Re^2: How do I measure my bottle ?

Thanks you and your precious comments again!

I have to state my task formally:

My data files consist of two files transaction_info_file (TranactionID, ... personID ...) and Tranaction_detail_file (TranactionID, productID...) and they are related by one-to-many relationship. My task is to do some JOIN and SELECT/COUNT from those data. It sounds very simple before and I put everything in database with fine tuned indexes. However, size does matter.

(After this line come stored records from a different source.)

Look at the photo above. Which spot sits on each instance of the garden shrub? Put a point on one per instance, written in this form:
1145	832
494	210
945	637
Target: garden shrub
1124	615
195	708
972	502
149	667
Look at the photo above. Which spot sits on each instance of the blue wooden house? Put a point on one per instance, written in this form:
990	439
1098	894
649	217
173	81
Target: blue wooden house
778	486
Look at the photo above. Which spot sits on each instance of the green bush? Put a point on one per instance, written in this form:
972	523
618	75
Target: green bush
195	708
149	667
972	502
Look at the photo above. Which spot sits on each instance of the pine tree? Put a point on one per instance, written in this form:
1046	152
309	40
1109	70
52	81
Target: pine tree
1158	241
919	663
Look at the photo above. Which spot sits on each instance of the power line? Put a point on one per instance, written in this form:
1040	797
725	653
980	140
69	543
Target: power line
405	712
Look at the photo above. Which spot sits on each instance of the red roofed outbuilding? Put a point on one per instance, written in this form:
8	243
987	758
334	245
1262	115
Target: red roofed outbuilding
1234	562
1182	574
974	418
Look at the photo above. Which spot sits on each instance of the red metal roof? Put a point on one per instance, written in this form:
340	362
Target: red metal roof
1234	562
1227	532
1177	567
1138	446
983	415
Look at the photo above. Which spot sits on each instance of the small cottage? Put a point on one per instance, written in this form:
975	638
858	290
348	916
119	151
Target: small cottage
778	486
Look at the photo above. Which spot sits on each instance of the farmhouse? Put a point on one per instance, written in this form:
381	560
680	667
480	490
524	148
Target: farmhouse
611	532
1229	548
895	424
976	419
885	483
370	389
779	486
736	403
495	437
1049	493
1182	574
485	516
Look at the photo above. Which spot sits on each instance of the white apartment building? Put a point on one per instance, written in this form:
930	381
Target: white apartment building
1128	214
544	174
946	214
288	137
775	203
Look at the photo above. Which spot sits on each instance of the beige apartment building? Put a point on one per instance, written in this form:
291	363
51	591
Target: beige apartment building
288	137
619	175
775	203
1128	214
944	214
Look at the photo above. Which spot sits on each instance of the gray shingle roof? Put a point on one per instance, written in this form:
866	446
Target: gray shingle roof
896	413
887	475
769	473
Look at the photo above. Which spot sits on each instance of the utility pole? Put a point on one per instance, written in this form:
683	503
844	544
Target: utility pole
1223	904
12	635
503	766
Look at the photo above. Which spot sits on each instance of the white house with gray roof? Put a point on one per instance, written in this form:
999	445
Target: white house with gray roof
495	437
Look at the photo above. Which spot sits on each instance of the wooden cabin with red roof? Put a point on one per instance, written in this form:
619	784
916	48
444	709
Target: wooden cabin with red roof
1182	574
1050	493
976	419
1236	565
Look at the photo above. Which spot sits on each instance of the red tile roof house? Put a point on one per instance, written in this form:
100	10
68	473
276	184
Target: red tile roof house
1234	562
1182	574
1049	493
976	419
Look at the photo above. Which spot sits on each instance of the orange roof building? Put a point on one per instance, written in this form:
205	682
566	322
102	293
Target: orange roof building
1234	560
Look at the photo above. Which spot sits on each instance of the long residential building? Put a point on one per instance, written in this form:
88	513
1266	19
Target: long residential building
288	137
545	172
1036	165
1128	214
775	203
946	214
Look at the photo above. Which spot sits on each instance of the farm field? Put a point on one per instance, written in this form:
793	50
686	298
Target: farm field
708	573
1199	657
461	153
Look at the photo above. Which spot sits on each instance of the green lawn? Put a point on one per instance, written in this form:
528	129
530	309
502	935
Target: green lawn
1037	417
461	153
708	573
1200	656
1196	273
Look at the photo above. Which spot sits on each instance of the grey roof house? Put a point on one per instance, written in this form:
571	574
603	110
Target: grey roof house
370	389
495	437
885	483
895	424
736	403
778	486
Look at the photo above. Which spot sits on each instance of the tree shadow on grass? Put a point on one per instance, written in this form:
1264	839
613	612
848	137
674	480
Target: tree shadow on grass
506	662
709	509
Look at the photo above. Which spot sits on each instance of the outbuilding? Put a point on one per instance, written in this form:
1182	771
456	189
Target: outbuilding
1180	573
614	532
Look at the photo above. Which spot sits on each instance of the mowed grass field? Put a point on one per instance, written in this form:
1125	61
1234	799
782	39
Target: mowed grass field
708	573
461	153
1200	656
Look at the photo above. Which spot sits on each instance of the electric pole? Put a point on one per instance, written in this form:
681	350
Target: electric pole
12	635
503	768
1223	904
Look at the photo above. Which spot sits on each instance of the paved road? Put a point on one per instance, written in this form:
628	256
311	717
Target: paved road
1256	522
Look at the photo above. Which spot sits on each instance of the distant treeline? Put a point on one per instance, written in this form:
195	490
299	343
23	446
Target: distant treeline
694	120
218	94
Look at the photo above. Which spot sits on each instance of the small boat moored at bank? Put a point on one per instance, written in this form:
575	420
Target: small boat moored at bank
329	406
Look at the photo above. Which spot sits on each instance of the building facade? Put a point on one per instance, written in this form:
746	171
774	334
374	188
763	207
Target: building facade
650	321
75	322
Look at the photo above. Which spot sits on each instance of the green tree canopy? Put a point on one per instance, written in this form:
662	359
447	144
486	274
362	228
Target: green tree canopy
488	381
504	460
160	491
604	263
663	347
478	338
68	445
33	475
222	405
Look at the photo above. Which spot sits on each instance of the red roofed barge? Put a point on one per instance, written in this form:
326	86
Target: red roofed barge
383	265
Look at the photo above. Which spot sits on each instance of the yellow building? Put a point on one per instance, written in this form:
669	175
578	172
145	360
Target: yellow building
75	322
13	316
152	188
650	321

Now I use Perl to something like Hash-Join, scan all event_info_file once, put eventid in a seen-hash, then extrieve records from event_detail_file by looking up seen-hash.

I've tried:

Database solution: SQL server, DB2, mySQL
Perl solution: Tie::File, Tie::Hash, DBI, my own implemented binary search.
another language: VB.NET

Hash-Join solution is the best among them though still slow. I understand it would be easier if I have larger storage and a well-designed datawarehouse. Is it a must if I only want to know some simple questions such as who is the best buyer ? how many customers do i have ? (this is not a routine work as those bussiness user)

by the way, i've tried pre-allocated method such as keys %hash=10_000_000,however, it seems no performance gain. Maybe this function is OS-dependent that it does not work on my windows-activeperl platform.

Comment on Re^2: How do I measure my bottle ?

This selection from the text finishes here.